Exploring the determinants of syphilis in Indigenous women in Winnipeg: Laverne Gervais


In this podcast, Laverne Gervais, program coordinator at Ka Ni Kanichihk and a Sexual Health Educator, discusses the determinants of syphilis transmission in Indigenous women and what public health and primary care providers can learn to slow or stop the progression of syphilis within this community.



In Canada, the most recent outbreaks of syphilis have mostly affected men who have sex with men. But on the Prairies, a new trend has also emerged in recent years: higher rates among heterosexual people, particularly women. One Prairie city especially hard-hit by outbreaks is Winnipeg, where cases of infectious syphilis more than doubled in 2018. These infections seem to be associated with inadequate housing and substance use, methamphetamine in particular. It’s also known that a disproportionate number of these women are Indigenous.

In this conversation, the first in a series about syphilis produced by the National Collaborating Centre for Infectious Diseases in conjunction with the National Collaborating Centre for Aboriginal Health, we sit down with Laverne Gervais, program coordinator at Ka Ni Kanichihk and a sexual health educator.
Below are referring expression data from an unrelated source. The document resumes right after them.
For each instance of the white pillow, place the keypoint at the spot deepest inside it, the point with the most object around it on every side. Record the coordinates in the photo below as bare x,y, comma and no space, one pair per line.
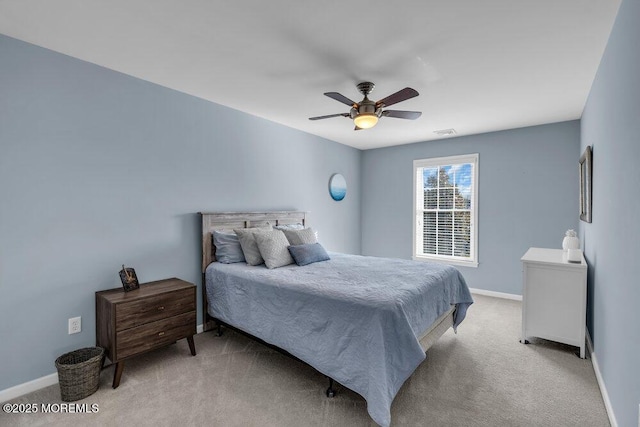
247,239
273,246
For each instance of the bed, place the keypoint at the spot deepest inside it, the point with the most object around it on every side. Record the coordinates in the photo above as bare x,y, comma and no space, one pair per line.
365,322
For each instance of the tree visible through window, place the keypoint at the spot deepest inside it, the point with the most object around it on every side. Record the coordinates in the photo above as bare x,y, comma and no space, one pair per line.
445,204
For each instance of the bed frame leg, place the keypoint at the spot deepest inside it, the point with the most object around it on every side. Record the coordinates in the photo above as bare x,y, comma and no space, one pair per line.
330,391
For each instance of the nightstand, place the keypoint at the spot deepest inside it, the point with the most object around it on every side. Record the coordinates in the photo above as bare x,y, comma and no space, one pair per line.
157,314
554,297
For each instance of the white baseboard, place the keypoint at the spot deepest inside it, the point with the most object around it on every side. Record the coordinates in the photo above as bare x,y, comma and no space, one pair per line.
603,388
24,388
42,382
496,294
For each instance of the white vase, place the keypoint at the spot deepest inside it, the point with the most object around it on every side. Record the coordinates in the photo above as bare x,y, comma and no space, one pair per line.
570,242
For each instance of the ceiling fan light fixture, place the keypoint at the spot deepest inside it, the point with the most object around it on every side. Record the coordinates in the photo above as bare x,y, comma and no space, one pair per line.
365,120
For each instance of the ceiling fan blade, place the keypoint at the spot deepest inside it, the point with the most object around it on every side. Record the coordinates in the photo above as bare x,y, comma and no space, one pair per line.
341,98
329,116
411,115
401,95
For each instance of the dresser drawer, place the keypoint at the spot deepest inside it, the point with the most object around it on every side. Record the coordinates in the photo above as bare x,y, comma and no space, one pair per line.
155,334
141,311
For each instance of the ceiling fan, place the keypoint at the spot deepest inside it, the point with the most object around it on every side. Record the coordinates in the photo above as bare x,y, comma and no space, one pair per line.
365,114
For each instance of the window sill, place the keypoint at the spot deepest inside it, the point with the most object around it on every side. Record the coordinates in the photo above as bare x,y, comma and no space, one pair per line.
460,263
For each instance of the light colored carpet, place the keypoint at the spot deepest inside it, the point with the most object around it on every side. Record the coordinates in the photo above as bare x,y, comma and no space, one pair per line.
480,377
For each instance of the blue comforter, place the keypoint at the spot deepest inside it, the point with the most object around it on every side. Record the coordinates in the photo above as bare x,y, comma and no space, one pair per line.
355,319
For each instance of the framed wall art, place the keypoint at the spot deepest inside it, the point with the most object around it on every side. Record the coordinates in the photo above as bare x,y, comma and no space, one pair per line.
337,187
586,185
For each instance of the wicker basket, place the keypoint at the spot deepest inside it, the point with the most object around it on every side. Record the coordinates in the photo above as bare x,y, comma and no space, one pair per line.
79,373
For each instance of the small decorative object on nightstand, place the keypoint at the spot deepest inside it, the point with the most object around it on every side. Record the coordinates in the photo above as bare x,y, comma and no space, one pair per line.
157,314
554,297
129,279
570,241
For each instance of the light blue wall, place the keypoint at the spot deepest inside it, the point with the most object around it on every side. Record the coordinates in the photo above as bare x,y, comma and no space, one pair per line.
528,196
611,125
99,169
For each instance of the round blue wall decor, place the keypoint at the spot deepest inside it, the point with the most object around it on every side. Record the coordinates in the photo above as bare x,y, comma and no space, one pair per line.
337,187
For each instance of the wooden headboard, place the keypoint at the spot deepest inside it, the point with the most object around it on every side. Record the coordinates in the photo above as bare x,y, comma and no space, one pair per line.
232,220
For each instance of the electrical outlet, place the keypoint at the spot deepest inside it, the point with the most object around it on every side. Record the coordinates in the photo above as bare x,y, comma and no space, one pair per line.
75,325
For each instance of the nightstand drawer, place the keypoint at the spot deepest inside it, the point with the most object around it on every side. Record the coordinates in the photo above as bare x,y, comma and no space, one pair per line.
139,312
155,334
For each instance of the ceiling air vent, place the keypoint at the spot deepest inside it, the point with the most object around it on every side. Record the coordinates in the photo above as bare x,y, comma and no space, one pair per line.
445,132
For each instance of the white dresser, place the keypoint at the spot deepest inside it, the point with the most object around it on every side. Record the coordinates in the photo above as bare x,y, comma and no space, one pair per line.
554,297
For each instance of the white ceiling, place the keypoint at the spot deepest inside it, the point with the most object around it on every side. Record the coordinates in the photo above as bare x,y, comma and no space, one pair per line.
479,65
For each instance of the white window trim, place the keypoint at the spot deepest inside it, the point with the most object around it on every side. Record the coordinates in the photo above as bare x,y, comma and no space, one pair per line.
468,158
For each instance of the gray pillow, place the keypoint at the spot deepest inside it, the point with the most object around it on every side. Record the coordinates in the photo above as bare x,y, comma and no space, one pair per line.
301,237
308,254
249,245
228,249
273,248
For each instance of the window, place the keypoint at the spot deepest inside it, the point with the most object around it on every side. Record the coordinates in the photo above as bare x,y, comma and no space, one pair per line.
445,209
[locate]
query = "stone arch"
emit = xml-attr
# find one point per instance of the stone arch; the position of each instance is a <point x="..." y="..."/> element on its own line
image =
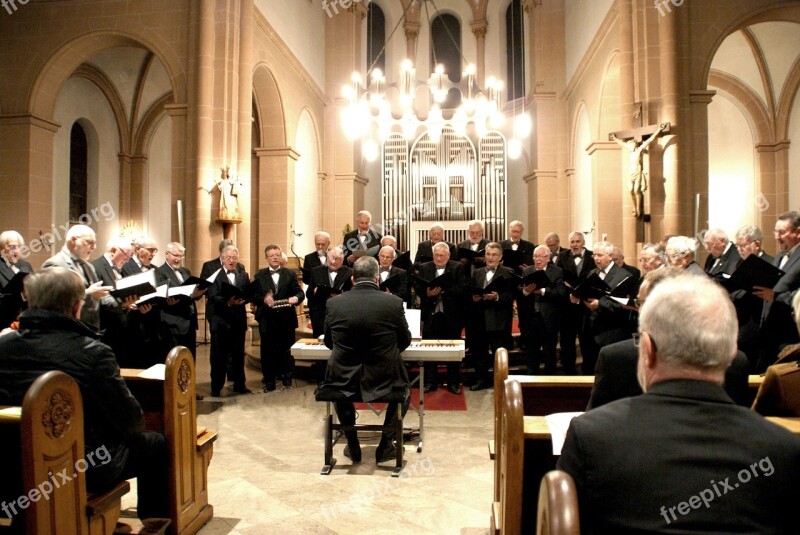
<point x="270" y="108"/>
<point x="69" y="56"/>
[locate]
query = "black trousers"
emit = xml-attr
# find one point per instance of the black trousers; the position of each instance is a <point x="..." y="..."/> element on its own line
<point x="346" y="412"/>
<point x="276" y="354"/>
<point x="145" y="458"/>
<point x="227" y="346"/>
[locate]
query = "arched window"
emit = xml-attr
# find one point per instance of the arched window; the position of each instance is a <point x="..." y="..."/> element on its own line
<point x="515" y="50"/>
<point x="376" y="37"/>
<point x="78" y="172"/>
<point x="446" y="49"/>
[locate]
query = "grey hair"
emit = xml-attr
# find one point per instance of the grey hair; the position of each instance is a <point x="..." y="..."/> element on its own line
<point x="692" y="323"/>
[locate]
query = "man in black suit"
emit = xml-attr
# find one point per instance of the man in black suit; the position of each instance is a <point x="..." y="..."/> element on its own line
<point x="546" y="304"/>
<point x="11" y="263"/>
<point x="553" y="242"/>
<point x="397" y="286"/>
<point x="615" y="373"/>
<point x="322" y="242"/>
<point x="491" y="313"/>
<point x="577" y="262"/>
<point x="228" y="318"/>
<point x="276" y="294"/>
<point x="441" y="311"/>
<point x="748" y="306"/>
<point x="366" y="331"/>
<point x="326" y="281"/>
<point x="114" y="314"/>
<point x="698" y="456"/>
<point x="358" y="241"/>
<point x="777" y="327"/>
<point x="722" y="254"/>
<point x="425" y="248"/>
<point x="144" y="250"/>
<point x="180" y="314"/>
<point x="51" y="337"/>
<point x="608" y="321"/>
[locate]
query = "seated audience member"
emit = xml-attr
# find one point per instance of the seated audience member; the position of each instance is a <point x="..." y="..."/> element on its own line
<point x="615" y="373"/>
<point x="680" y="252"/>
<point x="11" y="263"/>
<point x="50" y="337"/>
<point x="779" y="394"/>
<point x="722" y="254"/>
<point x="366" y="330"/>
<point x="78" y="246"/>
<point x="682" y="458"/>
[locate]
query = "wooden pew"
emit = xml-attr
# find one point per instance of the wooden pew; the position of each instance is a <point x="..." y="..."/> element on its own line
<point x="170" y="408"/>
<point x="49" y="431"/>
<point x="558" y="512"/>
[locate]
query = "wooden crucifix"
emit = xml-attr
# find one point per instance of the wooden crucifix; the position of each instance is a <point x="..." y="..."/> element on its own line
<point x="636" y="141"/>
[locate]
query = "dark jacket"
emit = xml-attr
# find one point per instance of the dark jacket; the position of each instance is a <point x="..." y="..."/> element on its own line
<point x="366" y="330"/>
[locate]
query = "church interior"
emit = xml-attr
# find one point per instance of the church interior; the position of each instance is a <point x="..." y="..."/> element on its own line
<point x="264" y="121"/>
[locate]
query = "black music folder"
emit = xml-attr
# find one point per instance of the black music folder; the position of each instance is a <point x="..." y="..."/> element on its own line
<point x="753" y="271"/>
<point x="445" y="281"/>
<point x="513" y="259"/>
<point x="538" y="277"/>
<point x="392" y="283"/>
<point x="403" y="261"/>
<point x="469" y="254"/>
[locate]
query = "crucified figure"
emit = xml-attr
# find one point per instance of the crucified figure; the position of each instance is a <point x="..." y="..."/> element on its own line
<point x="638" y="178"/>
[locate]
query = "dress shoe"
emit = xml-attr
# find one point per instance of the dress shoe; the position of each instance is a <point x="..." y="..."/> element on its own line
<point x="354" y="453"/>
<point x="385" y="454"/>
<point x="480" y="385"/>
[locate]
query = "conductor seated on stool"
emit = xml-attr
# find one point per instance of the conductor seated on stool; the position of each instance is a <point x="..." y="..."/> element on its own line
<point x="366" y="330"/>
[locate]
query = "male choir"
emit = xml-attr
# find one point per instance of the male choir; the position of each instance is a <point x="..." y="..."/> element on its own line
<point x="471" y="289"/>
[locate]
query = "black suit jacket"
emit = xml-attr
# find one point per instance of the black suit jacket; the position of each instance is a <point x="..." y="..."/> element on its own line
<point x="284" y="318"/>
<point x="219" y="313"/>
<point x="453" y="301"/>
<point x="634" y="459"/>
<point x="180" y="318"/>
<point x="366" y="330"/>
<point x="524" y="247"/>
<point x="496" y="315"/>
<point x="550" y="305"/>
<point x="316" y="303"/>
<point x="425" y="252"/>
<point x="729" y="260"/>
<point x="351" y="242"/>
<point x="615" y="376"/>
<point x="610" y="322"/>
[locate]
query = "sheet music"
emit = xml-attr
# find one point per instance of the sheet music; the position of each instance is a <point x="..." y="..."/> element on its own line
<point x="147" y="277"/>
<point x="558" y="423"/>
<point x="156" y="371"/>
<point x="414" y="320"/>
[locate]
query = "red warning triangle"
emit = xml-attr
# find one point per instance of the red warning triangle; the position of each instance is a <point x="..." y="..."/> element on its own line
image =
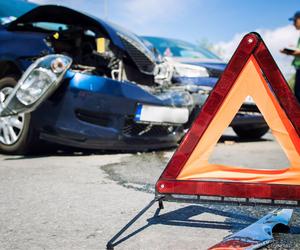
<point x="251" y="72"/>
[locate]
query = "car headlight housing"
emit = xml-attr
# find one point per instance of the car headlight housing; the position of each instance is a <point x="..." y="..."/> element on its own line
<point x="39" y="81"/>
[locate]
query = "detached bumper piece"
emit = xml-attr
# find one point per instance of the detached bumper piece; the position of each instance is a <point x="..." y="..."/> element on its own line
<point x="258" y="234"/>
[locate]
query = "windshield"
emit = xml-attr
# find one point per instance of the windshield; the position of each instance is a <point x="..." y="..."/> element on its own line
<point x="10" y="10"/>
<point x="178" y="48"/>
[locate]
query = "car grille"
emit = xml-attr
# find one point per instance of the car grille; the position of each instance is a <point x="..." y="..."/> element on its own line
<point x="132" y="128"/>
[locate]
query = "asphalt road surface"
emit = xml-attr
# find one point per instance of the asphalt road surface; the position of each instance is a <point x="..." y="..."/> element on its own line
<point x="75" y="200"/>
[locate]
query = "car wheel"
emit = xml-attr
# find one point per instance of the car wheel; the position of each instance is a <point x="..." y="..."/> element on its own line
<point x="16" y="135"/>
<point x="250" y="132"/>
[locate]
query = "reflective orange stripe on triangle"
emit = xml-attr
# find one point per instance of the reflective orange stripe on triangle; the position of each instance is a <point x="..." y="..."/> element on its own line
<point x="249" y="83"/>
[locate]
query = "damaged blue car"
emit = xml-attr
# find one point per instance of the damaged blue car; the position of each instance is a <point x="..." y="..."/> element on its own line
<point x="72" y="79"/>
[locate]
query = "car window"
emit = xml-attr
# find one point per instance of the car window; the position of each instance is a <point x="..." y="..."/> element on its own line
<point x="50" y="26"/>
<point x="178" y="48"/>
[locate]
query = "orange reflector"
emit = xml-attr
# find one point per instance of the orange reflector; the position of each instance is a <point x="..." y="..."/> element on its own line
<point x="251" y="72"/>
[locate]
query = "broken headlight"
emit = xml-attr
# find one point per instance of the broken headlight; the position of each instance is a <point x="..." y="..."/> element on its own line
<point x="39" y="81"/>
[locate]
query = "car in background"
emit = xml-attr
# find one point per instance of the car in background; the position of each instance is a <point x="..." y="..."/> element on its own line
<point x="108" y="90"/>
<point x="198" y="70"/>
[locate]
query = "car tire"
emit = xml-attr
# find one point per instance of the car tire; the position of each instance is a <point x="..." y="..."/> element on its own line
<point x="27" y="140"/>
<point x="250" y="132"/>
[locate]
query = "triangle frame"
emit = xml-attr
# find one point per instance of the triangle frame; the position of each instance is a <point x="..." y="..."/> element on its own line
<point x="251" y="49"/>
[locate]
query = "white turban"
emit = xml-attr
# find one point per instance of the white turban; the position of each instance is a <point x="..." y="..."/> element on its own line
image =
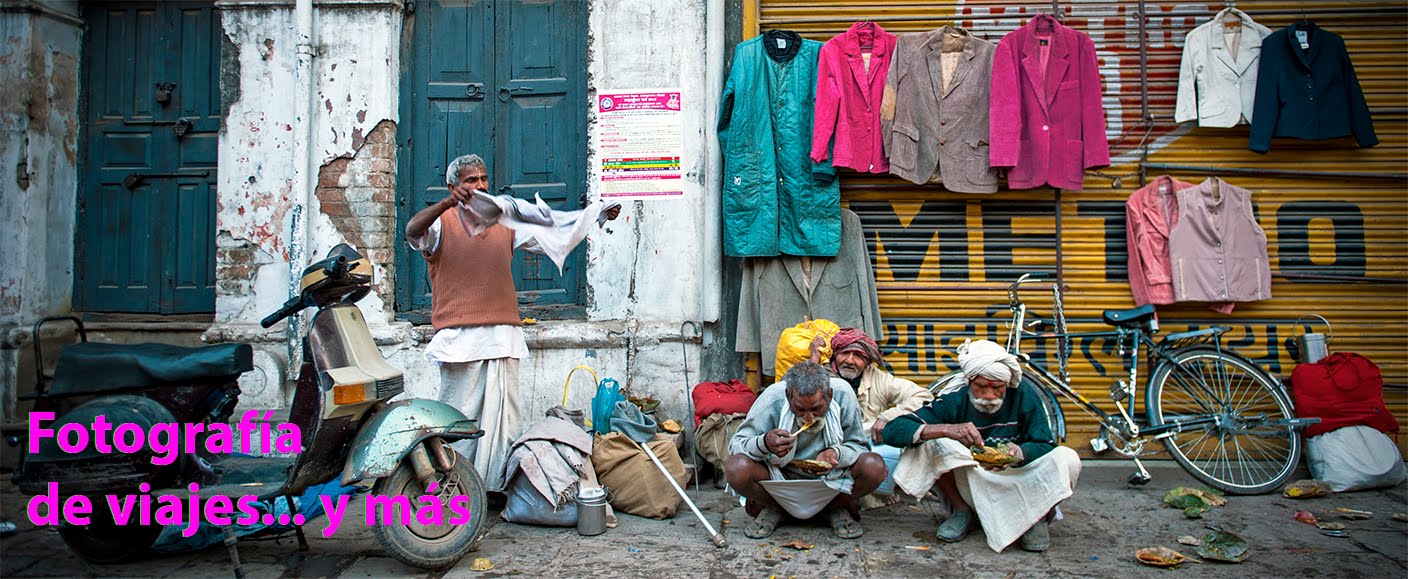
<point x="986" y="358"/>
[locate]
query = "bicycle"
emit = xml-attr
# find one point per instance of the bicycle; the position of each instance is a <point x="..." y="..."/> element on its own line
<point x="1224" y="419"/>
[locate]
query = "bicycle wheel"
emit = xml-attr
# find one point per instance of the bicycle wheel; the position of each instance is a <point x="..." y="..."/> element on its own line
<point x="1236" y="438"/>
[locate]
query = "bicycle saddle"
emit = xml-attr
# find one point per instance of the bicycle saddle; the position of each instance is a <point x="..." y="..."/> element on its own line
<point x="1129" y="319"/>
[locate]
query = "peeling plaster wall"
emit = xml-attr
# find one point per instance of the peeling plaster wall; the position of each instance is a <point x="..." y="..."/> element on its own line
<point x="356" y="66"/>
<point x="645" y="272"/>
<point x="40" y="45"/>
<point x="644" y="269"/>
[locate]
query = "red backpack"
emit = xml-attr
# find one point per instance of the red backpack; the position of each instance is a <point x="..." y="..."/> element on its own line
<point x="1345" y="389"/>
<point x="721" y="397"/>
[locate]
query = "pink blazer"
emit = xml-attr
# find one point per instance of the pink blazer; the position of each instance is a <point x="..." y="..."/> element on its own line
<point x="1046" y="120"/>
<point x="848" y="99"/>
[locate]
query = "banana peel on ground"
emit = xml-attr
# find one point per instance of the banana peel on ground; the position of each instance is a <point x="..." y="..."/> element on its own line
<point x="1194" y="502"/>
<point x="1307" y="489"/>
<point x="1162" y="557"/>
<point x="1225" y="547"/>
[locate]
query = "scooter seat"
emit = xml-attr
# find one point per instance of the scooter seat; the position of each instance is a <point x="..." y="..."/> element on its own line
<point x="92" y="368"/>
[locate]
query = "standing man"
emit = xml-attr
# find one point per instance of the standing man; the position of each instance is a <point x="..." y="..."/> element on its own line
<point x="882" y="395"/>
<point x="473" y="303"/>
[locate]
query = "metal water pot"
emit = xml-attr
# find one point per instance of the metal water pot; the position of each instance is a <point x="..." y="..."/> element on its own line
<point x="1310" y="347"/>
<point x="592" y="510"/>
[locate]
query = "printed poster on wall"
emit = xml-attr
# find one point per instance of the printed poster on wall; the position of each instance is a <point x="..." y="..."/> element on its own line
<point x="641" y="137"/>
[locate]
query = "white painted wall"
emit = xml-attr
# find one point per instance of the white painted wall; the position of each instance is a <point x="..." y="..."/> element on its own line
<point x="356" y="66"/>
<point x="40" y="45"/>
<point x="38" y="138"/>
<point x="646" y="272"/>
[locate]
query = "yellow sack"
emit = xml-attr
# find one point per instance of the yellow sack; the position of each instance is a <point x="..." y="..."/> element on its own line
<point x="794" y="345"/>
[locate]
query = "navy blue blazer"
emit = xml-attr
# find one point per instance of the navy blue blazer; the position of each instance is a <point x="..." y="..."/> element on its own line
<point x="1308" y="93"/>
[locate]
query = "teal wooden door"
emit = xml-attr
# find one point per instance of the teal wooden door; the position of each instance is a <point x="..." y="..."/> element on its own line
<point x="145" y="207"/>
<point x="507" y="81"/>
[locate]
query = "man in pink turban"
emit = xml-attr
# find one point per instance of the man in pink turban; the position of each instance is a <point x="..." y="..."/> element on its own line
<point x="856" y="359"/>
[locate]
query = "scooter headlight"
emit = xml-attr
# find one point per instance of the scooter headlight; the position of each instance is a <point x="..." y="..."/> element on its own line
<point x="349" y="393"/>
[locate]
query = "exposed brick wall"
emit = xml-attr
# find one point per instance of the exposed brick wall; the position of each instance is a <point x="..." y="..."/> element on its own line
<point x="358" y="193"/>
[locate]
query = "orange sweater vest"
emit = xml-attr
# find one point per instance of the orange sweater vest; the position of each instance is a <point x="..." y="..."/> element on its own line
<point x="472" y="279"/>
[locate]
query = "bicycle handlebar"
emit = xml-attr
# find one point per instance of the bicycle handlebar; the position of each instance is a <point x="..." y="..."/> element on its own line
<point x="289" y="309"/>
<point x="1017" y="285"/>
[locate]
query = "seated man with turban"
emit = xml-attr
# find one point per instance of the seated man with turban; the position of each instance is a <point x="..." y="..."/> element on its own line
<point x="994" y="409"/>
<point x="803" y="451"/>
<point x="883" y="396"/>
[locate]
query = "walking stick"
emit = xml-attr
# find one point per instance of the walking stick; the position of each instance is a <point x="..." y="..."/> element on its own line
<point x="715" y="536"/>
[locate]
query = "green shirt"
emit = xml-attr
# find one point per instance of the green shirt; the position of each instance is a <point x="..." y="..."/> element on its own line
<point x="1021" y="420"/>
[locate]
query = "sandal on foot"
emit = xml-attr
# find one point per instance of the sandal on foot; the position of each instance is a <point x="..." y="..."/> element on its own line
<point x="844" y="526"/>
<point x="955" y="527"/>
<point x="763" y="524"/>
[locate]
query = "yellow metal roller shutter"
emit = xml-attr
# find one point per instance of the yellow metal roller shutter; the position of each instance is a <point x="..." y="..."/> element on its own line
<point x="1338" y="247"/>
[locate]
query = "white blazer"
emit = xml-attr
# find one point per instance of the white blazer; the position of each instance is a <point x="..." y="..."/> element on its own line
<point x="1214" y="88"/>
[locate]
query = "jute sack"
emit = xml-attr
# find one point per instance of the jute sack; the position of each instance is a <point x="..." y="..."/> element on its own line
<point x="638" y="485"/>
<point x="714" y="434"/>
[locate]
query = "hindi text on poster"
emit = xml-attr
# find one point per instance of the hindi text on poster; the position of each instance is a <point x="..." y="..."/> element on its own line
<point x="641" y="138"/>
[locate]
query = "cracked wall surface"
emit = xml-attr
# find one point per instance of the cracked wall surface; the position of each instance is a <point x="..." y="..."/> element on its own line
<point x="352" y="113"/>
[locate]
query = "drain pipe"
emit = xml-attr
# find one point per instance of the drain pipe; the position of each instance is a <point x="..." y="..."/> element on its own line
<point x="299" y="230"/>
<point x="711" y="265"/>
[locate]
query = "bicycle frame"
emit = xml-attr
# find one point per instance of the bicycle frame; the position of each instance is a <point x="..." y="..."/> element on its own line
<point x="1131" y="343"/>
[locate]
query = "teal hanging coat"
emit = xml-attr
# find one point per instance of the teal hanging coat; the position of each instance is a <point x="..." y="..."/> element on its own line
<point x="776" y="200"/>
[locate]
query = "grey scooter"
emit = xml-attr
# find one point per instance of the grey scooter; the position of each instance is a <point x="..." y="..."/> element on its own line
<point x="348" y="427"/>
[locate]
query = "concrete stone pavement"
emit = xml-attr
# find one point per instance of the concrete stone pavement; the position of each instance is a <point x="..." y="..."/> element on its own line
<point x="1105" y="523"/>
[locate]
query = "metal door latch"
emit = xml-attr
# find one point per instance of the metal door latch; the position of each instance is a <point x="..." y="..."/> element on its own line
<point x="182" y="127"/>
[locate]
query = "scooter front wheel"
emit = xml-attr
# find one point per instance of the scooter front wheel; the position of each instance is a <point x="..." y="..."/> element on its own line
<point x="423" y="541"/>
<point x="103" y="541"/>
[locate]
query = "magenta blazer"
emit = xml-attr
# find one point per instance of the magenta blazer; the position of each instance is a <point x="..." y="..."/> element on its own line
<point x="848" y="99"/>
<point x="1046" y="120"/>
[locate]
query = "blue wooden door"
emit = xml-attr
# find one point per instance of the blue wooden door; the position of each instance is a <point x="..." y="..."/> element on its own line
<point x="145" y="207"/>
<point x="507" y="81"/>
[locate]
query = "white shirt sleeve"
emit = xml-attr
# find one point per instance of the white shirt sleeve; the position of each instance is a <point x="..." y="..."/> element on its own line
<point x="428" y="241"/>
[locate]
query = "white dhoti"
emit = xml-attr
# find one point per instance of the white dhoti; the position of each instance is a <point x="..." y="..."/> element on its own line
<point x="800" y="497"/>
<point x="1007" y="502"/>
<point x="487" y="392"/>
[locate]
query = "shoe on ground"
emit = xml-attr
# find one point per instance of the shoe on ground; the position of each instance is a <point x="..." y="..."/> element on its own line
<point x="1036" y="538"/>
<point x="763" y="524"/>
<point x="955" y="528"/>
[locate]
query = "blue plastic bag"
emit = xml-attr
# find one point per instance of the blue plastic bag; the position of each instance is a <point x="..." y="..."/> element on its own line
<point x="608" y="393"/>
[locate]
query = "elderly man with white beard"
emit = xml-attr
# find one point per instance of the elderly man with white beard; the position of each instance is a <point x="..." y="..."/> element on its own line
<point x="994" y="409"/>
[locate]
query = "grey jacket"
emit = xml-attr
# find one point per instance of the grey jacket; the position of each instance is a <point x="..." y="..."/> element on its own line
<point x="934" y="134"/>
<point x="773" y="295"/>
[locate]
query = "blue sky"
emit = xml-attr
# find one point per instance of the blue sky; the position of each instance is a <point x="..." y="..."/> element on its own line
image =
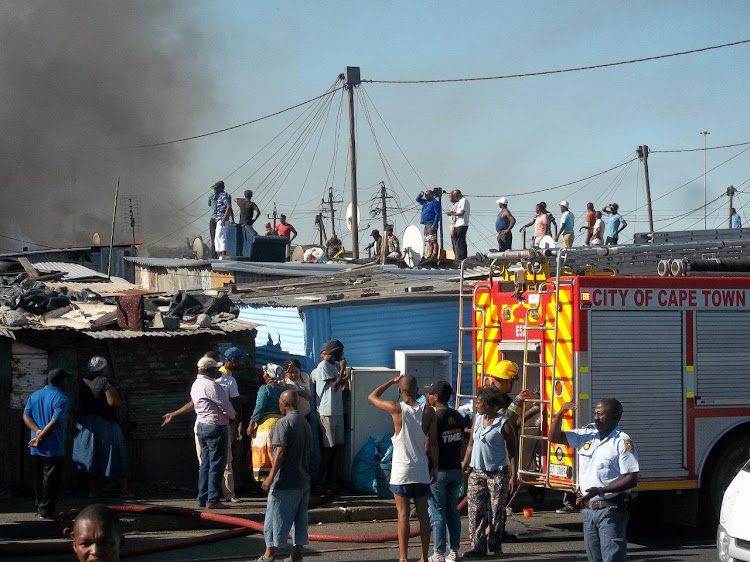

Here, she discusses the circumstances Indigenous women can face, the corresponding risk factors, as well as ways public health can better support them. She spoke with NCCID’s Jami Neufeld.

Jami Neufeld: What factors do primary healthcare practitioners and public health personnel need to know and understand about Indigenous women’s risk of syphilis in the communities that you’re working with?

Laverne Gervais: There is so much stigma around sexually transmitted infections, generally. There is so much stigma, racism, and discrimination just in general for being a young Indigenous woman, that to combine that on the outside role, and then to not be able to go into a healthcare facility, and to be assured that that won’t be there either is not guaranteed. So essentially, there’s a feeling that there’s as much stigma inside the healthcare institution as there is on the outside. So at the end of the day, sometimes people are weighing up. You know, like, is it worthwhile for me to go and seek care when I’m going to be treated so badly anyways? I’ll just, you know, forget about it. Or I’d rather just not know, because why get my name officially – or to get my identity officially attached to this illness? I’m thinking of the constant conversations I’ve had with young women of – like, it’s something else to put on top of me; another yuck to put on top of me. And I’d really rather not know then. Which is not the most effective way of promoting healthcare.

Many young women are very active agents in their own healthcare, but accessing their experiences and accessing services is sometimes enough of a deterrent to just say forget it. So not only if you had the stigma of being sexually active, potentially, and everything that – all of those really negative stereotypes around female identity, you’re also going to potentially be judged for using or not using contraception. But then you’re also potentially facing being judged on using drugs, if that’s how it came into play, because now syphilis and intravenous drugs are now being more closely associated and linked. So there’s so many things you have to think about, you’re being judged on, when you walk into any room – and especially a doctor’s room, right?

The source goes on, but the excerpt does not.